Impacts of information quantity and display formats on driving behaviors in a connected vehicle environment

Wenjing Zhao; Siyuan Gong; Dezong Zhao; Fenglin Liu; N N Sze; Mohammed Quddus; Helai Huang; Xiangmo Zhao

doi:10.1016/j.aap.2024.107621

Impacts of information quantity and display formats on driving behaviors in a connected vehicle environment

Accid Anal Prev. 2024 May 9:203:107621. doi: 10.1016/j.aap.2024.107621. Online ahead of print.

Authors

Wenjing Zhao¹, Siyuan Gong², Dezong Zhao³, Fenglin Liu⁴, N N Sze⁵, Mohammed Quddus⁶, Helai Huang⁷, Xiangmo Zhao⁴

Affiliations

¹ School of Information Engineering, Chang'an University, Xi'an 710064, China; Department of Civil and Environmental Engineering, Hong Kong Polytechnic University, Hong Kong, China.
² School of Information Engineering, Chang'an University, Xi'an 710064, China. Electronic address: sgong@chd.edu.cn.
³ James Watt School of Engineering, University of Glasgow, Glasgow G12 8QQ, UK.
⁴ School of Information Engineering, Chang'an University, Xi'an 710064, China.
⁵ Department of Civil and Environmental Engineering, Hong Kong Polytechnic University, Hong Kong, China.
⁶ Department of Civil and Environmental Engineering, Imperial College London, London SW7 2AZ, UK.
⁷ School of Traffic and Transportation Engineering, Central South University, Changsha 410000, China.

PMID: 38729056
DOI: 10.1016/j.aap.2024.107621

Abstract

The emerging connected vehicle (CV) technologies facilitate the development of integrated advanced driver assistance systems (ADASs), with which various functions are coordinated in a comprehensive framework. However, challenges arise in enabling drivers to perceive important information with minimal distractions when multiple messages are simultaneously provided by integrated ADASs. To this end, this study introduces three types of human-machine interfaces (HMIs) for an integrated ADAS: 1) three messages using a visual display only, 2) four messages using a visual display only, and 3) three messages using visual plus auditory displays.

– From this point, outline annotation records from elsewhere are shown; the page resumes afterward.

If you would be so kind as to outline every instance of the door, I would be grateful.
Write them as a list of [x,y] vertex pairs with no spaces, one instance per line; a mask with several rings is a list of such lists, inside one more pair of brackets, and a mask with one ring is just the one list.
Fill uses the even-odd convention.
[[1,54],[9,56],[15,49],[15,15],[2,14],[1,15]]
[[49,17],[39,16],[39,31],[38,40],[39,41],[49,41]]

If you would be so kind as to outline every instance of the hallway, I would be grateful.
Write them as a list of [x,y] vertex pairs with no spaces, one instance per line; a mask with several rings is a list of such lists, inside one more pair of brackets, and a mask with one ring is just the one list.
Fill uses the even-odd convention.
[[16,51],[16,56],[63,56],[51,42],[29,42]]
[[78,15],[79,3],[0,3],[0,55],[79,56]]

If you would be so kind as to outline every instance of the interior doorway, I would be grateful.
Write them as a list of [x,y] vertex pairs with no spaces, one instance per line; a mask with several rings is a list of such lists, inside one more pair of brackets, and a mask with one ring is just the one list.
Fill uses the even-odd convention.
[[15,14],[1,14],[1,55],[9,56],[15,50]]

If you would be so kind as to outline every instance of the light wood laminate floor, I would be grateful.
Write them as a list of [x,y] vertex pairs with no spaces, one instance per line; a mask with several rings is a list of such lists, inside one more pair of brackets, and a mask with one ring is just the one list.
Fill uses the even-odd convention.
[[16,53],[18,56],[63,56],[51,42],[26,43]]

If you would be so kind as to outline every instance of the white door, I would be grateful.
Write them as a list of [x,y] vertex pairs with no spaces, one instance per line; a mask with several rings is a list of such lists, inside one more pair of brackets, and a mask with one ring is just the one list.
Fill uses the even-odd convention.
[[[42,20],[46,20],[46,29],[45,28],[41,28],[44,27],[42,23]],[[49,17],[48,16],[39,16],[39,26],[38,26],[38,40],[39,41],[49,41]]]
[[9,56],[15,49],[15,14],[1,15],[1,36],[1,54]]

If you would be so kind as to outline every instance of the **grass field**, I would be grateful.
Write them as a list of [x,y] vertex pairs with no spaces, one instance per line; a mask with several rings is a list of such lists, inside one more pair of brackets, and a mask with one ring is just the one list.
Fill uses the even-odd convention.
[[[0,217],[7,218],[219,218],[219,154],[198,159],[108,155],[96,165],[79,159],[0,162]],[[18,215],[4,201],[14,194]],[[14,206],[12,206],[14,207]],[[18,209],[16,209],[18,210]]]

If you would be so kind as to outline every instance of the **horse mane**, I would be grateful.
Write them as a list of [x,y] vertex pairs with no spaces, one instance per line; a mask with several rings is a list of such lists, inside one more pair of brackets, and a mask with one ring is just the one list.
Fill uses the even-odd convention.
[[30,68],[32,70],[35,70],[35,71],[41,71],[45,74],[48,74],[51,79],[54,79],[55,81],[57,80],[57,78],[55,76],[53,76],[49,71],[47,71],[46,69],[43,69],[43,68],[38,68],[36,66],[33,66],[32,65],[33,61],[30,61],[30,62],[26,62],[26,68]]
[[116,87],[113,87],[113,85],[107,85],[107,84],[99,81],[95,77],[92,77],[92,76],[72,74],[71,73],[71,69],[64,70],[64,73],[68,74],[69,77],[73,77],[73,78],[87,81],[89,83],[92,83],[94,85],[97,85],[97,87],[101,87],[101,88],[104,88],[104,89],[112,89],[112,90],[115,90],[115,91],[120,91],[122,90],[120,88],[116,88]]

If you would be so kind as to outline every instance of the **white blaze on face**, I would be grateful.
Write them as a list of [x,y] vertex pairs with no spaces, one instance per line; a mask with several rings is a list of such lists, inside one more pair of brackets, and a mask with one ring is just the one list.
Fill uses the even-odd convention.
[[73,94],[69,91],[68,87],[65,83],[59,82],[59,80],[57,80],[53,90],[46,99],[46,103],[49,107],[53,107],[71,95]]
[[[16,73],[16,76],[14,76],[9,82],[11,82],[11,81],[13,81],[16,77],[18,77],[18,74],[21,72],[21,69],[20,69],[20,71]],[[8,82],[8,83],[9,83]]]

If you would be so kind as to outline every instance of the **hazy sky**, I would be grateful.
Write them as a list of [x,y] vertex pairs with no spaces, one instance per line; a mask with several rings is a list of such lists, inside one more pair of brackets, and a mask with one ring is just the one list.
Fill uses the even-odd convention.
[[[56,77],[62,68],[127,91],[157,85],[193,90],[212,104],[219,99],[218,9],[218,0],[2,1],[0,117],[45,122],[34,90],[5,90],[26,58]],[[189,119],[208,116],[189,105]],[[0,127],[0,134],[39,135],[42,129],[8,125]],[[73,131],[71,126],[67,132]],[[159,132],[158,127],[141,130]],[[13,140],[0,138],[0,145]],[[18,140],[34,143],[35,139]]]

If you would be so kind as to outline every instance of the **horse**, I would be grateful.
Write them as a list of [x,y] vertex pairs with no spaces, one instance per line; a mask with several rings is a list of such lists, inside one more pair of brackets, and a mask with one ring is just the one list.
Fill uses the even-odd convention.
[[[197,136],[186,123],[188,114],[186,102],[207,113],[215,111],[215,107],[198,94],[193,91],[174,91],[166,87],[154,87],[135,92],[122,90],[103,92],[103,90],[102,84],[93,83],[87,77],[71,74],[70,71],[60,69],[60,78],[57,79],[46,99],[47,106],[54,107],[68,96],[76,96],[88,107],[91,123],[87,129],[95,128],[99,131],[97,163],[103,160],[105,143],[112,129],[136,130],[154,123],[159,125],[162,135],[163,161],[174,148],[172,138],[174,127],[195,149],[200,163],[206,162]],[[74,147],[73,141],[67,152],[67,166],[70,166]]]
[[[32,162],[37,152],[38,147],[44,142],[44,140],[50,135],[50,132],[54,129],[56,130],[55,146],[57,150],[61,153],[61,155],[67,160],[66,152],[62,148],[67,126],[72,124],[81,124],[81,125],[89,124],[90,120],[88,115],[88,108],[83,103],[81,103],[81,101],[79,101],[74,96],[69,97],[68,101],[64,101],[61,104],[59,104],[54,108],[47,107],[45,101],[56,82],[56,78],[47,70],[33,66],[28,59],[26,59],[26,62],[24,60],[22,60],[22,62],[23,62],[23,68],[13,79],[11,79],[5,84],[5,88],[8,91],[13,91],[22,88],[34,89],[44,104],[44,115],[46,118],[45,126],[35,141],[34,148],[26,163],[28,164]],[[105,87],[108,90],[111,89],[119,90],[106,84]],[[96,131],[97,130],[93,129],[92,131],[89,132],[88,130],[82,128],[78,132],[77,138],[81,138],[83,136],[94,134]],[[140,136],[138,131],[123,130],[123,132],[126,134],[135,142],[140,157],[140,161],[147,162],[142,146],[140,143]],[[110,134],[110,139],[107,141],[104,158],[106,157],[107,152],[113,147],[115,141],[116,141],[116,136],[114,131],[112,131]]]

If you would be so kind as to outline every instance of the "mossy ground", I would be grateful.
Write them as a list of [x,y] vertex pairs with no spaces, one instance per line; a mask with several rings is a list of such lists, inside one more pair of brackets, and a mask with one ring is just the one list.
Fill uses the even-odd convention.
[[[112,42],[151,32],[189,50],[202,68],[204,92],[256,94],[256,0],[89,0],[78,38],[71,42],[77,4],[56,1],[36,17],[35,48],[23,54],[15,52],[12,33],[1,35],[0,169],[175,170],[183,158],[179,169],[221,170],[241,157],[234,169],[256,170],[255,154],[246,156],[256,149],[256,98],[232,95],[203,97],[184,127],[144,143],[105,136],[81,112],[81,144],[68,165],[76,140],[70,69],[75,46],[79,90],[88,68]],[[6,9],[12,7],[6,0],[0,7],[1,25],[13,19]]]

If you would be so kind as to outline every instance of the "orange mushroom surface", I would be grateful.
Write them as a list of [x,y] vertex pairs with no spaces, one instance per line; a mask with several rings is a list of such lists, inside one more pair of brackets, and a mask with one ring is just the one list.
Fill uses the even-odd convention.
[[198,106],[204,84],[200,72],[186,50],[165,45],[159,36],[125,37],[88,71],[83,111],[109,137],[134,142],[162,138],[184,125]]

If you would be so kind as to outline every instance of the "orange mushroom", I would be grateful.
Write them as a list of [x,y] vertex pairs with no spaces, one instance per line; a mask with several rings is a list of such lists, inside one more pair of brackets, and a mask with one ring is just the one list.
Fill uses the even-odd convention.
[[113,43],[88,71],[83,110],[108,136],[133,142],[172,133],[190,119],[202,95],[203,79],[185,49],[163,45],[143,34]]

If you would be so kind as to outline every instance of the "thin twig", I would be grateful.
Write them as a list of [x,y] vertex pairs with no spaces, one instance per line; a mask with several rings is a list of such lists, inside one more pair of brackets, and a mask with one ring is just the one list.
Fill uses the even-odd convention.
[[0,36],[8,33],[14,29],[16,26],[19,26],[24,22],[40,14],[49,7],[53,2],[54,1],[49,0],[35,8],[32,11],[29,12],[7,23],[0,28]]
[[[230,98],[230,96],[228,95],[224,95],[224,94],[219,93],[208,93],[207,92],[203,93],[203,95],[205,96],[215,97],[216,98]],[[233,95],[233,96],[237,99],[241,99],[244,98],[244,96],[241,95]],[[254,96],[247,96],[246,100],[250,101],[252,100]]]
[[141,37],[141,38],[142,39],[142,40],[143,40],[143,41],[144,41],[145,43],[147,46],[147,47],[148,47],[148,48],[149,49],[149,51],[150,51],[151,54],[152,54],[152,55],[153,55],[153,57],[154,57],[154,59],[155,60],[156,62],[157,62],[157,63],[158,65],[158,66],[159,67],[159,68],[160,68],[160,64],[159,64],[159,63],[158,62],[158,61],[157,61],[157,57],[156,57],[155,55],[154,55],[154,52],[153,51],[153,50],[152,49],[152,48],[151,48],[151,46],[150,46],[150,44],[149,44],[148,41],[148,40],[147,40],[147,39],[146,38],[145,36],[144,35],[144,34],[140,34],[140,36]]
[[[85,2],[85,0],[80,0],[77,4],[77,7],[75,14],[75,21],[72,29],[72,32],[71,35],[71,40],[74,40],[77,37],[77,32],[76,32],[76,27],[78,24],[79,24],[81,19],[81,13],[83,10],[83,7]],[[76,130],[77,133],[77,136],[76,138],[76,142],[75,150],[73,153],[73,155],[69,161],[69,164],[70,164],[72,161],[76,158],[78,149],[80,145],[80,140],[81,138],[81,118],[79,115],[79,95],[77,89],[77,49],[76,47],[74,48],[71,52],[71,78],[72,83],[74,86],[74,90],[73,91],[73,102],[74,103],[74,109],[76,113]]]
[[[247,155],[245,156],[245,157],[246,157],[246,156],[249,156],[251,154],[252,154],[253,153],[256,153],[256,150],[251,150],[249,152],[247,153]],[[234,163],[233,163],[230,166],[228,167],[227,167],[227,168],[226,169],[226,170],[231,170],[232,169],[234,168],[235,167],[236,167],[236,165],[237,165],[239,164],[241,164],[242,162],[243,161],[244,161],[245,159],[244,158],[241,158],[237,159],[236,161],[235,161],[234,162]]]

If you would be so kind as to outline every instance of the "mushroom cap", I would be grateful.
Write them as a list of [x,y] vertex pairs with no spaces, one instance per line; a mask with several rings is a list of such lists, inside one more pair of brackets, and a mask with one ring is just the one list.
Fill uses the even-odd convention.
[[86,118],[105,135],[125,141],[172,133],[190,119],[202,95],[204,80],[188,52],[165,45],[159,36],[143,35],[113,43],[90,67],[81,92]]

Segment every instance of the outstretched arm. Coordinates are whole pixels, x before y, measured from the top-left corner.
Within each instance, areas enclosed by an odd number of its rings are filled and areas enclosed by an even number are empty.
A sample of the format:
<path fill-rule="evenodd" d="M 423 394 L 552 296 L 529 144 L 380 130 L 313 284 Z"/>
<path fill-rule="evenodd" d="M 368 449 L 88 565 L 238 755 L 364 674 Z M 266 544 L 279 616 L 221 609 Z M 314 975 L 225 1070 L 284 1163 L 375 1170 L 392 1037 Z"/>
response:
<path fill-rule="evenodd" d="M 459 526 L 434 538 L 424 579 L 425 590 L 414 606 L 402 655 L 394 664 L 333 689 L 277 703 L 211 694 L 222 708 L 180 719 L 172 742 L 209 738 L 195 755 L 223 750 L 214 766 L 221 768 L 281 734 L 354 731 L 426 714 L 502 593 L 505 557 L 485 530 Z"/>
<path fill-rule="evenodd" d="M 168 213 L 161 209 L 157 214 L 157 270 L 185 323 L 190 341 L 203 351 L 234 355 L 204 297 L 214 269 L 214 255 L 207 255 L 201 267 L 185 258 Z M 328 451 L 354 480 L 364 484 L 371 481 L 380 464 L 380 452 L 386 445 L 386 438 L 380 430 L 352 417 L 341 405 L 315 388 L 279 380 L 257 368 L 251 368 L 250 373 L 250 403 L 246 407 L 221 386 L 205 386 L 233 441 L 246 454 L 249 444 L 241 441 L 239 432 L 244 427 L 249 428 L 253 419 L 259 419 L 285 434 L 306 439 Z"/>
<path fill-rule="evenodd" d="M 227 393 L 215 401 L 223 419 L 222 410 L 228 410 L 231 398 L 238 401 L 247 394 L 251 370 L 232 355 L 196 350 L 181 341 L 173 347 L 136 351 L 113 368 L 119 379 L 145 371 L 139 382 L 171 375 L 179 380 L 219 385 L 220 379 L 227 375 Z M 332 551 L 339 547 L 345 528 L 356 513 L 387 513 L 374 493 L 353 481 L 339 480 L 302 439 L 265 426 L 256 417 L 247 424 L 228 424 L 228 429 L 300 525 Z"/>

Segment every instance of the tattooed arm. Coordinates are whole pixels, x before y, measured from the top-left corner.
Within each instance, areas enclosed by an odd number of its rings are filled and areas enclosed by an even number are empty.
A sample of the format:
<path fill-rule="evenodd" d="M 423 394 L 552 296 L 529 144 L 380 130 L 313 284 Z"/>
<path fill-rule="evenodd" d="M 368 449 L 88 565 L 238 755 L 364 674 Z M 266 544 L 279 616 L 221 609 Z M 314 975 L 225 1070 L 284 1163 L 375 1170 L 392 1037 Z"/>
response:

Meanwhile, the differences in driving performance across three HMI types are examined to investigate the impacts of information quantity and display formats on driving behaviors. Additionally, variations in drivers' responses to the three HMI types are examined. Driving behaviors of 51 drivers with respect to three HMI types are investigated in eight field testing scenarios. These scenarios include warnings for rear-end collision, lateral collision, forward collision, lane-change, and curve speed, as well as notifications for emergency events downstream, the specified speed limit, and car-following behaviors. Results indicate that, compared to a visual display only, presenting three messages through visual and auditory displays enhances driving performance in four typical scenarios. Compared to the presentation of three messages, a visual display offering four messages improves driving performance in rear-end collision warning scenarios but diminishes the performance in lane-change scenarios. Additionally, the relationship between information quantity and display formats shown on HMIs and driving performance can be moderated by drivers' gender, occupation, driving experience, annual driving distance, and safety attitudes. Findings are indicative to designers in automotive industries in developing HMIs for future CVs.

Keywords: Advanced driver assistance systems; Connected vehicles; Driving performance; Field tests; Human-machine interfaces.